EUR-Lex Access to European Union law

Back to EUR-Lex homepage

This document is an excerpt from the EUR-Lex website

Document 52007AE1703

Stellungnahme des Europäischen Wirtschafts- und Sozialausschusses zu dem Vorschlag für eine Verordnung des Rates über die gemeinsame Marktorganisation für Wein und zur Änderung bestimmter Verordnungen KOM(2007) 372 endg. — 2007/0138 (CNS)

ABl.
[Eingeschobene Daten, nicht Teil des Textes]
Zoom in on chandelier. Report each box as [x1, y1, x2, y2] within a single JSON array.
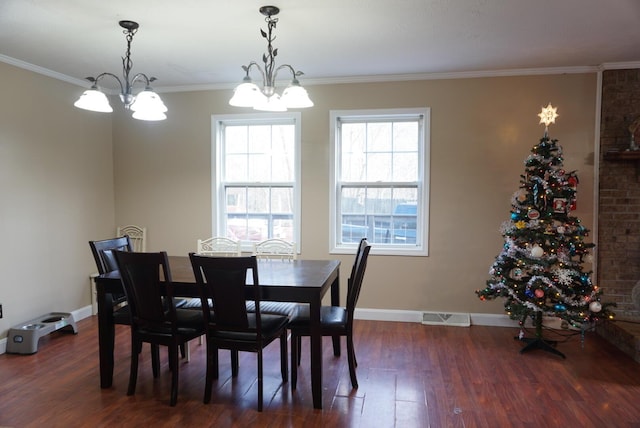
[[73, 21, 167, 120], [229, 6, 313, 111]]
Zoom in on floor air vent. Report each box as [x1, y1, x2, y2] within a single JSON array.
[[422, 312, 471, 327]]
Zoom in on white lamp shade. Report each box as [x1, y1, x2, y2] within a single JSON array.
[[73, 88, 113, 113], [253, 94, 287, 111], [129, 89, 167, 113], [131, 110, 167, 121], [229, 82, 266, 107], [282, 83, 313, 108]]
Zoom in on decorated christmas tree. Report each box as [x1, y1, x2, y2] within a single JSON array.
[[476, 104, 612, 358]]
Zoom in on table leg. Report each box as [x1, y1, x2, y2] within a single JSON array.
[[331, 270, 340, 357], [309, 298, 322, 409], [96, 281, 115, 388]]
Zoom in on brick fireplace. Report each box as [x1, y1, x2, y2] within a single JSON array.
[[596, 69, 640, 362]]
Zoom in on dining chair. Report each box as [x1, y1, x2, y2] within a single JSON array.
[[288, 239, 371, 390], [116, 224, 147, 253], [189, 253, 288, 411], [89, 235, 160, 377], [114, 251, 205, 406], [253, 238, 297, 260], [187, 237, 296, 317], [196, 236, 242, 257], [247, 238, 297, 317]]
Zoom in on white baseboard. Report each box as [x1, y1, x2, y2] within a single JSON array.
[[0, 305, 518, 354], [354, 308, 518, 327]]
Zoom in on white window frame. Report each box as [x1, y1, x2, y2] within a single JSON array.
[[329, 107, 431, 256], [211, 112, 302, 253]]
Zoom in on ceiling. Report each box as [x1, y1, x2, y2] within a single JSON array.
[[0, 0, 640, 92]]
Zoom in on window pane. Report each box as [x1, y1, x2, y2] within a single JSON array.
[[393, 122, 420, 152], [367, 122, 393, 152], [389, 153, 419, 182], [367, 152, 393, 181]]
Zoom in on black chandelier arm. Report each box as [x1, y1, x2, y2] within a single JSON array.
[[242, 61, 272, 86], [128, 73, 157, 89], [273, 64, 304, 84], [87, 72, 125, 93]]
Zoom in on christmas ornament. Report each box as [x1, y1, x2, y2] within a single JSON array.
[[509, 268, 523, 280], [589, 302, 602, 313], [553, 303, 567, 312], [531, 244, 544, 258]]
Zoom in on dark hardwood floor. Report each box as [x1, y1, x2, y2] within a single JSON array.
[[0, 317, 640, 428]]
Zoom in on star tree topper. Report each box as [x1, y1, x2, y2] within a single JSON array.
[[538, 103, 558, 135]]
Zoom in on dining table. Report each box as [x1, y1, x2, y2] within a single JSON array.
[[95, 256, 340, 409]]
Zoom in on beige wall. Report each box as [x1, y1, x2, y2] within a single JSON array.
[[113, 73, 597, 314], [0, 63, 115, 338]]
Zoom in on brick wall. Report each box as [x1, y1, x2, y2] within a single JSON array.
[[597, 69, 640, 319]]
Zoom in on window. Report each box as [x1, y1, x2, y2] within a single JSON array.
[[211, 112, 300, 251], [330, 108, 430, 256]]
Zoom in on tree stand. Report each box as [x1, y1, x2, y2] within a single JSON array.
[[515, 312, 566, 358]]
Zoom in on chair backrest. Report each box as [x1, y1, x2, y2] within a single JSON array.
[[189, 253, 261, 335], [116, 224, 147, 253], [196, 236, 242, 257], [89, 236, 133, 275], [253, 238, 297, 260], [349, 238, 368, 286], [347, 240, 371, 323], [114, 251, 176, 333]]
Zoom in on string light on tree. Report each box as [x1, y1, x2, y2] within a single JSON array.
[[476, 103, 613, 358]]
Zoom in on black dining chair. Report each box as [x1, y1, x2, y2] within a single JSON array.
[[189, 253, 289, 411], [114, 251, 205, 406], [288, 239, 371, 390], [89, 235, 160, 377]]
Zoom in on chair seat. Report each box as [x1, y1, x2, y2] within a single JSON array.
[[289, 305, 347, 334], [180, 297, 213, 309], [210, 312, 289, 342], [113, 305, 131, 325], [247, 300, 298, 318]]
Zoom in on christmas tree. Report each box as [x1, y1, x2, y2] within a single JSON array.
[[476, 104, 612, 358]]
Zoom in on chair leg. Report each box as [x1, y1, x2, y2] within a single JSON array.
[[169, 345, 180, 406], [347, 334, 358, 389], [231, 351, 240, 377], [291, 330, 299, 391], [180, 342, 189, 361], [180, 342, 191, 363], [331, 335, 340, 357], [280, 329, 289, 383], [202, 339, 218, 404], [258, 349, 263, 412], [127, 332, 142, 395]]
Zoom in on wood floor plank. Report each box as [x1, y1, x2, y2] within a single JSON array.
[[0, 317, 640, 428]]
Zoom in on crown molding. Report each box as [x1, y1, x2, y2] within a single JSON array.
[[0, 54, 640, 93]]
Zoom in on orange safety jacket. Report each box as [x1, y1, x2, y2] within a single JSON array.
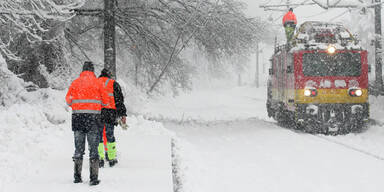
[[99, 77, 116, 109], [65, 71, 109, 114], [283, 11, 297, 26]]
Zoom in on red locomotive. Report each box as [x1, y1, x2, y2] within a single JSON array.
[[267, 22, 369, 133]]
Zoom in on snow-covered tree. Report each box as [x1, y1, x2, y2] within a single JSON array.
[[0, 0, 84, 87]]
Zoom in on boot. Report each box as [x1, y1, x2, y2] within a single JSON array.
[[99, 159, 104, 168], [73, 159, 83, 183], [89, 159, 100, 185], [109, 159, 117, 167], [107, 142, 117, 167]]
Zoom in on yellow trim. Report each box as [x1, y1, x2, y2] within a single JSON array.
[[295, 89, 368, 104]]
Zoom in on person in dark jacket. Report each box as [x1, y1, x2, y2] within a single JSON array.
[[65, 62, 110, 185], [98, 69, 127, 167]]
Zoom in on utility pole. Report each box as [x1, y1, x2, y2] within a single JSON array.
[[372, 0, 383, 94], [104, 0, 116, 78], [74, 0, 116, 79], [255, 42, 260, 88]]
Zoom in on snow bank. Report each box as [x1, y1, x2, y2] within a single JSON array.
[[0, 73, 193, 191]]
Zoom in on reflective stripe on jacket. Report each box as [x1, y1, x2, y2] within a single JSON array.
[[99, 77, 116, 109], [283, 11, 297, 25], [65, 71, 109, 114]]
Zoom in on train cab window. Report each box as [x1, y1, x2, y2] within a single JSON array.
[[303, 52, 361, 77]]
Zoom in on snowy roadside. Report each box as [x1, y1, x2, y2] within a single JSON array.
[[0, 86, 191, 191]]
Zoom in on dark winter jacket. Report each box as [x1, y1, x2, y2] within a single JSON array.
[[99, 70, 127, 125]]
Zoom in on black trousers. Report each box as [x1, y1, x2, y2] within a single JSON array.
[[72, 114, 103, 159]]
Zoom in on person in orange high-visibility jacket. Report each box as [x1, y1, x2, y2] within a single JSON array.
[[98, 69, 127, 167], [65, 62, 109, 185], [283, 8, 297, 43]]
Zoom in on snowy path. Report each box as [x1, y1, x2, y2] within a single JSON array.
[[145, 87, 384, 192], [5, 131, 173, 192], [165, 119, 384, 192]]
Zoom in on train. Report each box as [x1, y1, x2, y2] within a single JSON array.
[[266, 21, 369, 134]]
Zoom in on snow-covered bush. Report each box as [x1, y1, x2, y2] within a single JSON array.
[[0, 55, 28, 107]]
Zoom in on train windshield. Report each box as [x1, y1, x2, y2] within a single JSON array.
[[303, 52, 361, 77]]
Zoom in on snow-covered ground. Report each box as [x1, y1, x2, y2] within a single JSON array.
[[0, 89, 173, 192], [147, 87, 384, 192]]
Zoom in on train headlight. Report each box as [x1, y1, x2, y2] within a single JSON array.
[[304, 89, 317, 97], [349, 88, 363, 97], [327, 45, 336, 55], [355, 89, 363, 97]]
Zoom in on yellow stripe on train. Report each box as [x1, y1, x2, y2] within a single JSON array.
[[295, 89, 368, 104]]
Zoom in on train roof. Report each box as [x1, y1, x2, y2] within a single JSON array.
[[276, 21, 362, 52]]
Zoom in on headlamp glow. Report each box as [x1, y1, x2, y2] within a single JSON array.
[[355, 89, 363, 97], [327, 45, 336, 55], [304, 89, 311, 97], [349, 88, 363, 97], [304, 89, 317, 97]]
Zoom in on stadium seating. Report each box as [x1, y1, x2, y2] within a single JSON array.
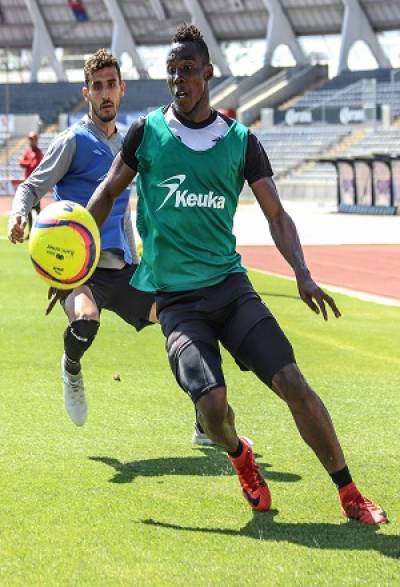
[[0, 82, 82, 124], [295, 69, 400, 116], [254, 125, 351, 178]]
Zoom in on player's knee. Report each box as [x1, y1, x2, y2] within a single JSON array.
[[272, 363, 315, 411], [73, 306, 100, 322], [64, 319, 100, 361], [196, 387, 227, 420], [167, 336, 225, 403]]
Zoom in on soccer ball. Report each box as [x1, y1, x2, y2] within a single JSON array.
[[29, 200, 100, 289]]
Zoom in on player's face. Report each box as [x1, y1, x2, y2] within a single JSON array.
[[167, 43, 213, 121], [83, 66, 125, 122]]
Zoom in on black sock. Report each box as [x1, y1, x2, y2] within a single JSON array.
[[196, 419, 204, 434], [228, 438, 243, 459], [64, 355, 81, 375], [330, 465, 353, 489]]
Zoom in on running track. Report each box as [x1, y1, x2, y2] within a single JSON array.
[[239, 245, 400, 300], [0, 197, 400, 300]]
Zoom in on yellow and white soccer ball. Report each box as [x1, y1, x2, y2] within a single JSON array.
[[29, 200, 100, 289]]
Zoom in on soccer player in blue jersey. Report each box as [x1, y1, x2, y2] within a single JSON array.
[[8, 49, 157, 426], [88, 25, 386, 524]]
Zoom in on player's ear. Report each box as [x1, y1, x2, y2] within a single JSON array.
[[82, 86, 89, 102], [204, 63, 214, 82]]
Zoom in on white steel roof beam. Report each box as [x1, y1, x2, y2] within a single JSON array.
[[104, 0, 149, 79], [185, 0, 232, 75], [150, 0, 167, 20], [264, 0, 309, 65], [25, 0, 67, 82], [339, 0, 391, 72]]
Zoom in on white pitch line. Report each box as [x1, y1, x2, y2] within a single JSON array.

C 120 vom 16.5.2008, p. 42–46 (BG, ES, CS, DA, DE, ET, EL, EN, FR, IT, LV, LT, HU, MT, NL, PL, PT, RO, SK, SL, FI, SV)

16.5.2008   

DE

Amtsblatt der Europäischen Union

C 120/42


Stellungnahme des Europäischen Wirtschafts- und Sozialausschusses zu dem „Vorschlag für eine Verordnung des Rates über die gemeinsame Marktorganisation für Wein und zur Änderung bestimmter Verordnungen“

KOM(2007) 372 endg. — 2007/0138 (CNS)

(2008/C 120/10)

Der Rat beschloss am 7. September 2007, den Europäischen Wirtschafts- und Sozialausschuss gemäß Artikel 36 und 37 des EG-Vertrags um Stellungnahme zu folgender Vorlage zu ersuchen:

„Vorschlag für eine Verordnung des Rates über die gemeinsame Marktorganisation für Wein und zur Änderung bestimmter Verordnungen“

Die mit den Vorarbeiten beauftragte Fachgruppe nahm ihre Stellungnahme am 27. November 2007 an Berichterstatter war Herr KIENLE.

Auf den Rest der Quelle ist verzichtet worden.